Use X Search Sources in Cortex
X Search sources poll query results instead of one profile or curated list. They work best when the signal is defined by a topic, event, or keyword pattern.
Add one X search query and Cortex polls matching posts through the X API integration.
Sort order and engagement thresholds help decide whether you want ranked relevance or more systematic capture of newer matching posts over time.
- Communities defined by phrases, hashtags, or query logic
- Live event monitoring across many unrelated accounts
- Early topic discovery before you know the key accounts
- Search-driven monitoring where manual list curation is too narrow
Use X Search when the signal is broader than any single account or curated list. This is the right connector when your real source definition is the query itself.
X Search Setup
Start with the narrowest useful query you can write, then decide whether you want recency or relevancy. Add engagement filters only after the query shape itself is doing most of the work.
You need an active X API credential. For the full field reference, see Create Source in the API docs.
Key Configuration Fields
| Name | Description |
|---|---|
| Search Query |
Write the exact standing query you want Cortex to monitor. This connector works best when the signal is defined by topic, event, or keyword logic instead of fixed accounts.
Example
solana has:links -is:retweet lang:en
|
| Sort Order |
Use recency when you want systematic capture of newer matching posts over time. Use relevancy when you want X’s ranked search results for the query instead.
Example
recency
|
| Max Tweets per Poll |
Lower this when a broad query returns too much volume in each poll cycle.
Example
50
|
| Engagement Filters |
Use minimum likes, retweets, or replies when the query is too broad and you only want the posts that are already attracting attention.
Example
Min Likes = 5
|
| Content Max Age |
This still applies as a shared per-source ingestion limit when you want Cortex to ignore older matching posts after they surface in the query results.
Example
7
|
Examples
These examples show common ways to turn a standing X query into a usable source.
Topic Monitor Query
Standing topic query with boolean terms, exclusions, and an engagement threshold. Use this when the query logic itself defines the source better than any fixed account list.
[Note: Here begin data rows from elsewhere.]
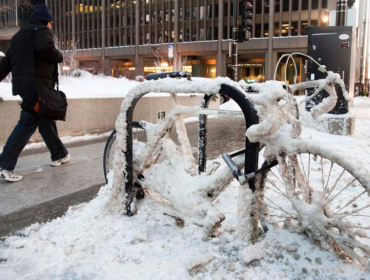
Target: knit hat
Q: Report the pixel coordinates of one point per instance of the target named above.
(42, 13)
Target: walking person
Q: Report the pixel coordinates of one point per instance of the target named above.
(18, 60)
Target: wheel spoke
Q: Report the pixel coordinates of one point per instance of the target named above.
(335, 184)
(279, 208)
(322, 175)
(349, 202)
(330, 200)
(327, 181)
(278, 190)
(277, 176)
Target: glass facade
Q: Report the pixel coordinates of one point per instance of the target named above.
(159, 21)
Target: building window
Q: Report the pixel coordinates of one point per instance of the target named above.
(187, 14)
(201, 34)
(201, 12)
(195, 11)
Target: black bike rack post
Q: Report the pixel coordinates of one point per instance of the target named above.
(251, 118)
(251, 154)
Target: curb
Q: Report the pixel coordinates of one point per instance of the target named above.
(45, 211)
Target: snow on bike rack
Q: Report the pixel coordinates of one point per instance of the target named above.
(123, 170)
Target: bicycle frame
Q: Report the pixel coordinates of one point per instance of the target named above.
(251, 149)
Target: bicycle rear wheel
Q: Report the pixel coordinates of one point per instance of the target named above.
(324, 195)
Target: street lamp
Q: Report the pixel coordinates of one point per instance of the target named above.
(65, 69)
(164, 64)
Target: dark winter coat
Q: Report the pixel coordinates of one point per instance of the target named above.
(18, 58)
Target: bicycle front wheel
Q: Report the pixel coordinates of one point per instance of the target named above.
(110, 147)
(323, 194)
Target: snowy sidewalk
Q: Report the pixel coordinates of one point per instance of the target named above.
(46, 192)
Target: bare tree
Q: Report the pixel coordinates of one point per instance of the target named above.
(157, 58)
(23, 4)
(178, 61)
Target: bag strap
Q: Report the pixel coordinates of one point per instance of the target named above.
(33, 56)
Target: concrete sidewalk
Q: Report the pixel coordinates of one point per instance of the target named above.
(46, 192)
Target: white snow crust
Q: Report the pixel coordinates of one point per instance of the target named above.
(84, 86)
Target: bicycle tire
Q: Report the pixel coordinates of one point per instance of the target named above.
(341, 200)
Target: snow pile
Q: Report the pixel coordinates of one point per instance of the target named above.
(361, 101)
(90, 243)
(85, 85)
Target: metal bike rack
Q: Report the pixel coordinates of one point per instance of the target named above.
(250, 116)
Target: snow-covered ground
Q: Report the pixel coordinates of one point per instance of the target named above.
(89, 243)
(85, 86)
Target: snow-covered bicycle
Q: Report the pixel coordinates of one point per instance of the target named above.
(301, 183)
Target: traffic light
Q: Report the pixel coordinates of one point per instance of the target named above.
(246, 10)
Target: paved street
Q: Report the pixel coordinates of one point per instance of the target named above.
(46, 192)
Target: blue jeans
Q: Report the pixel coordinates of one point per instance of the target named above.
(22, 133)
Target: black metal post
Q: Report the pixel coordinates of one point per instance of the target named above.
(234, 47)
(250, 115)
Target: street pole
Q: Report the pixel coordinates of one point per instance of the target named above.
(234, 48)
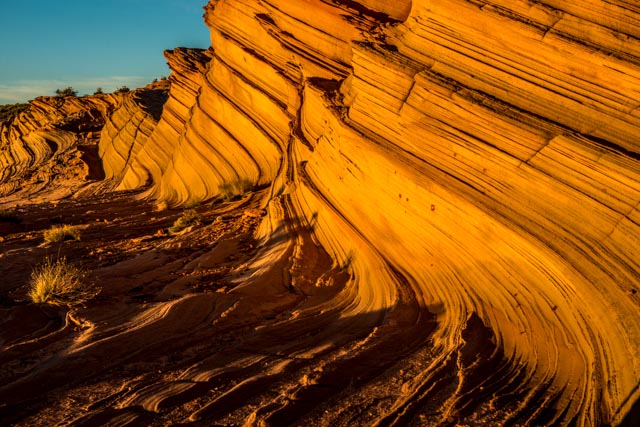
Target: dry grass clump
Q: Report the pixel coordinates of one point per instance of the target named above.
(230, 190)
(60, 283)
(8, 216)
(61, 233)
(187, 219)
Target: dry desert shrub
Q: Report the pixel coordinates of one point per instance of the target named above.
(229, 190)
(187, 219)
(60, 283)
(8, 216)
(60, 233)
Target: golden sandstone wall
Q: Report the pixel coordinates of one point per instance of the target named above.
(471, 162)
(473, 165)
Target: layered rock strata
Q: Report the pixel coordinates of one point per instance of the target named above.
(474, 163)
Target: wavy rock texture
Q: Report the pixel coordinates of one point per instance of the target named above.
(53, 140)
(451, 224)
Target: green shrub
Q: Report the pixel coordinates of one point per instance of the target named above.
(61, 233)
(60, 283)
(230, 190)
(187, 219)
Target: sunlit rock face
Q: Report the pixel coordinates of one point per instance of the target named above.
(452, 233)
(54, 139)
(473, 163)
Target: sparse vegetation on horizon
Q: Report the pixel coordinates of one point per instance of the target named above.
(11, 110)
(230, 190)
(68, 91)
(60, 233)
(188, 218)
(60, 283)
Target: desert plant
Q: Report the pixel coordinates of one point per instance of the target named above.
(61, 233)
(60, 283)
(11, 110)
(187, 219)
(229, 190)
(8, 216)
(68, 91)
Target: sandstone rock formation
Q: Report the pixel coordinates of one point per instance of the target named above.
(451, 192)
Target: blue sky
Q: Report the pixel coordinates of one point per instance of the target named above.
(51, 44)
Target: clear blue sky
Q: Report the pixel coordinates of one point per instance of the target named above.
(51, 44)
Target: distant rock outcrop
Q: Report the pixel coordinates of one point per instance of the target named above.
(473, 167)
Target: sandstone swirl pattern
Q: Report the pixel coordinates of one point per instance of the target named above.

Query operators: Use OR between terms, parentheses for grouping, -is:retweet / -is:reply to exclude, has:links for link-bearing posts, min_faves:N for engagement threshold.
Sort order: recency uses incremental cursor-based polling. relevancy re-ranks on each poll and may return duplicates.
Troubleshooting & FAQ
The source will not activate.
X sources require an active organization-scoped X API credential.
If the credential is missing or invalid, Cortex cannot poll the X API at all.
The query returns too much noise.
Tighten the query first.
Add operators, exclusions, or quoted phrases before leaning too hard on engagement filters, because a better query usually improves the source more than threshold tuning does.
What is the practical difference between relevancy and recency?
Relevancy follows X's ranking for what seems most relevant to the query.
Recency is better when you want a steadier capture of newer matching posts over repeated polls.
When should I use X List or X Profile instead?
Use X Profile when one account matters most. Use X List when the signal comes from a curated account set. Use X Search when the signal really is the query logic itself.